Datalex now expects to report a loss before interest, tax, depreciation and amortisation of $2.9 million for last year, which marks an improvement from a $5.3 million loss for 2022, it said in a trading update. It added that 2023 was “a turnaround year for the global aviation industry”, and Datalex benefited as passenger traffic volumes further recovered and airlines continued to invest in their ecommerce technology.
“The group entered 2024 with a strong recurring revenue base and has a solid pipeline of growth that will be unlocked as new customers are activated further,” it said.
The company renewed contracts in 2023 with key existing customers JetBlue, Air China, Air Transat and Aer Lingus, and it signed new deals with LatAm Airlines and Air Macau.
“As go-live milestones are achieved, higher margin platform revenue is expected to materially drive revenue growth, with expectations that this will be most pronounced commencing in 2025,” the company, which has been led since November by chief executive Jonathan Rockett, said.
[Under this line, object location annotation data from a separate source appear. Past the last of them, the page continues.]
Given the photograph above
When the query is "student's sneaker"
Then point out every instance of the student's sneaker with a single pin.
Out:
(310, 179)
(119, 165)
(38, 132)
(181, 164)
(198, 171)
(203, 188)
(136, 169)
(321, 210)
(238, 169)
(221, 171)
“We are currently reviewing our longer-term strategy and how we can maximise long-term value creation for our customers and shareholders. A key focus for the group is to ensure that we continue to prioritise operational excellence across all areas of our business. Efficiency and productivity will be important to achieve our goal of improving bottom line performance in addition to top line revenue growth.”
The company’s cash at the end of last year totalled $5.8 million, down from $6.5 million in December 2022.
Datalex owed €13 million to its main shareholder Dermot Desmond’s Tireragh vehicle as of September and faces having to raise alternative funding this year to refinance those high-cost loans – which carry a rate of 18 per cent – before they mature in December. The company had looked last year at carrying out an equity raise, but decided to hold back because of its depressed share price.